Mais l’homme, sans répondre, avança vers lui. Son attitude était si autoritaire, si dominante, que Charles recula dans la maison, laissant l’inconnu entrer. La porte claqua derrière lui.

Quelque chose n’allait pas.

— Qui… qui êtes-vous ?

Un sourire vicieux apparut sur le visage fantastique de l’apparition. Alors, Charles remarqua l’ombre immense qu’il projetait sur le mur blanc du couloir : une haute silhouette aux ailes de chiroptère !

Charles tenta de courir. Mais c’était trop tard. La créature à la peau grise et aux dents pointues ouvrit ses ailes, et les ténèbres occultèrent la lumière. Dans le noir, son œil unique luisait comme celui d’un loup, attentif, cruel et avide, ouvert sur la promesse de sombres appétits.

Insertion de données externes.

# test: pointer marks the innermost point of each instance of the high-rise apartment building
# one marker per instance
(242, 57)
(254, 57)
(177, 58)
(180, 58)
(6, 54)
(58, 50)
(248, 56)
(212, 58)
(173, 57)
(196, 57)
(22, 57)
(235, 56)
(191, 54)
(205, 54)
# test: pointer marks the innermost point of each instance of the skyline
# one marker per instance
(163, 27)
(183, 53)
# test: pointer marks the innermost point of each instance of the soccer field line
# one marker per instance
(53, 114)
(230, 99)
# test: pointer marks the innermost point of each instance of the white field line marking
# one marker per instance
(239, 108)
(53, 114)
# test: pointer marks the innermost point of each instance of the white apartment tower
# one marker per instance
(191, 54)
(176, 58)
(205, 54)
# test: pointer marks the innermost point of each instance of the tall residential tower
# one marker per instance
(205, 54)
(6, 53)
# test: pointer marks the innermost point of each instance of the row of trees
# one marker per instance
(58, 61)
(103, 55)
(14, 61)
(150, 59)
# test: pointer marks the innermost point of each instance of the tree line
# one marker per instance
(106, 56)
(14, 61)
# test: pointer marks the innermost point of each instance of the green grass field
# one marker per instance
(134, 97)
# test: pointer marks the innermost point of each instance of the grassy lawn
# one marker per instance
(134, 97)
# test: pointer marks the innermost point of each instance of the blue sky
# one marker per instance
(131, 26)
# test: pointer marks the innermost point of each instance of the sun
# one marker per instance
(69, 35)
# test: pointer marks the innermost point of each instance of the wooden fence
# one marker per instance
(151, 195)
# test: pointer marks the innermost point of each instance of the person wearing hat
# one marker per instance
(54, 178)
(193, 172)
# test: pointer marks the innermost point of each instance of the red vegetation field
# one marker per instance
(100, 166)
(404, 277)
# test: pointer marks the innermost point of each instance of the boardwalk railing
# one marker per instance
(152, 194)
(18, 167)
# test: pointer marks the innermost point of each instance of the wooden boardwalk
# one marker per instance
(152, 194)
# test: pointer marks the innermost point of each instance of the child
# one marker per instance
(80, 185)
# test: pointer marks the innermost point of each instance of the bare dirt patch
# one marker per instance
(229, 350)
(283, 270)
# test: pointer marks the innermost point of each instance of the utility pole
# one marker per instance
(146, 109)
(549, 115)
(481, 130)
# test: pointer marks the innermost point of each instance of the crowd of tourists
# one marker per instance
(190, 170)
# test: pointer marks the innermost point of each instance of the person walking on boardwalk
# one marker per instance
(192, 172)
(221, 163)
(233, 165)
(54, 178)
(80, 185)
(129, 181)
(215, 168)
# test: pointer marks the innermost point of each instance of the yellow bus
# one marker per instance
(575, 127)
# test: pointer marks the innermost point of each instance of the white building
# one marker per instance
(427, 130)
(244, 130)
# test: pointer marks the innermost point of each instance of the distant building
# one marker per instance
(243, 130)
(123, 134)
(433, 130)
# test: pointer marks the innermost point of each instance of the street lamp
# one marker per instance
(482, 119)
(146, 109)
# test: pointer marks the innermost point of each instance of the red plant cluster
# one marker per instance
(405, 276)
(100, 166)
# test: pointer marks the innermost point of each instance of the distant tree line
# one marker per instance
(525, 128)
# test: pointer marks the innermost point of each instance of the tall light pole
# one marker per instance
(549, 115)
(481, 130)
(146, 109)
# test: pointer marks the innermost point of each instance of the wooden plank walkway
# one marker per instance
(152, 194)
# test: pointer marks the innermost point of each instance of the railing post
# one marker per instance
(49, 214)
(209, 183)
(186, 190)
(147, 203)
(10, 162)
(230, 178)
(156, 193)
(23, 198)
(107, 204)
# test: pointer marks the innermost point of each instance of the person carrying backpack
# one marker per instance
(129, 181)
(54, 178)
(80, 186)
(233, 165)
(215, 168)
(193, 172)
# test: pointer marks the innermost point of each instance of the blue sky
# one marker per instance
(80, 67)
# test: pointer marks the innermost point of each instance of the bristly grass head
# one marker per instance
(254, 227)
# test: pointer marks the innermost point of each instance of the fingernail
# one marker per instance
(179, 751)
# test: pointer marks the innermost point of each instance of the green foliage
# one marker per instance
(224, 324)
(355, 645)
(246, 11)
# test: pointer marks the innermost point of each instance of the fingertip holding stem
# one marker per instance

                                                                                 *

Le visage écrasé contre l’oreiller trempé, la bouche en sang et l’œil hagard, Charles émergea de sa nuit de torture au chant du coq. Il pouvait entendre les injonctions swahilies de Saad et Hassan, qui se précipitaient dans la maison chercher leur patron. Ils allaient le découvrir ainsi, les vêtements arrachés, le corps souillé, dans une chambre dévastée. L’aura du Blanc dominant lui serait, pour toujours, retirée. Car, même s’il parvenait à renvoyer Saad et Hassan dans leurs villages crasseux avec une somme suffisante pour leur sceller la bouche à jamais, il avait précisément reçu instruction de faire tout le contraire.

Après l’avoir violenté toute la nuit, l’agresseur, couché de tout son poids sur lui, avait soufflé son haleine de tombeau au visage de Charles. Avec ce murmure presque tendre :

— Demain, tu iras dire à tous tes employés que Popobawa t’a eu. Tu leur diras à quel point tu as aimé ça. Si tu ne le fais pas, je reviendrais te voir, toutes les nuits. Ce sera plus long, plus dur encore.

Puis il était parti. Il l’avait laissé là, comme un pantin disloqué, avec pour seule preuve de son passage le vieux tissu sale qu’il lui avait enfoncé dans la bouche pour pouvoir lui faire son affaire plus tranquillement, sans risquer l’intervention des voisins. Et les blessures, bien sûr. Charles le savait : son corps était souillé des stigmates de cette visite nocturne.

« Patron ! Patron ! »

Le cri d’inquiétude de Saad s’évanouit subitement. La porte resta béante, ouverte comme un œil écarquillé sur l’instantané du Blanc écartelé dans son lit, les draps et la fierté chiffonnés.

Charles n’avait plus le choix. Dans tous les cas, il était obligé d’avouer. D’avouer avoir été sodomisé par un homme, un Noir, ou de reconnaître avoir aimé ça.